BBC Two’s dark crime drama Murder breaks new ground in an increasingly crowded field.
It is made up of three stand-alone episodes.
The first—The Third Voice—explores the effect of murder on the living who are left behind.
It revolves around three deaths. Leo and Katrina Durridge’s young daughter Sonia died of meningitis while they were on holiday in Rome.
Leo can’t get over it and blames his brother-in-law Rafe who was looking after Sonia.
Detective Sergeant Corrine Evans has just arrived back to work.
She was signed off after trying to investigate her police partner’s death in a road-side hit and run.
The episode opens opens with an old film clip of a young girl, before the camera hones in on the first crime scene.
Leo and Rafe have just been pulled out of the river Tweed on the Scottish Borders after a fishing trip.

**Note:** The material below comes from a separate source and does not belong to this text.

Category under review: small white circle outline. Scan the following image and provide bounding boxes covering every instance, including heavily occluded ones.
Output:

Despite a few bruises and stitches Leo is alive—Rafe is lying on a coroner’s table.
Leo tells us the river bank collapsed—but a bystander says they heard a third voice.

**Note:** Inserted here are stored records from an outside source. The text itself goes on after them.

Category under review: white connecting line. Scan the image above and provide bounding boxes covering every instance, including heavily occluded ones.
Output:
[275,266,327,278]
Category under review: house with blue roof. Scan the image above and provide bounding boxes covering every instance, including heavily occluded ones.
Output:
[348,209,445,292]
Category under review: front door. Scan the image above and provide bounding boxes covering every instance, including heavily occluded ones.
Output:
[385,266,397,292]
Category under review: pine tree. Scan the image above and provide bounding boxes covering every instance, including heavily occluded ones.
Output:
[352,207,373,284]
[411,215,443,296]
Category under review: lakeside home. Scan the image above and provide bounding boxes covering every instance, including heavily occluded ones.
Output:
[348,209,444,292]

The Third Voice is directed in a profoundly alienating way.
Each scene is filmed as a stand-alone clip, with only one of the protagonists talking.
This makes the dialogue intense, although it can also feel disjointed and hard to follow at times. New characters are introduced without warning.
But it is very powerful when you are exposed to the protagonists’ personal struggles. For example, Evans questions the coroner’s assertion that Rafe died from a stab wound from a six inch blade—and then complains bitterly to us about his mocking.
The writers pored over police reports of real crimes to put together the show.
Its power is in its forcing us to think about the issues behind the events.
That’s what makes Murder different from other crime dramas that have saturated our television screens.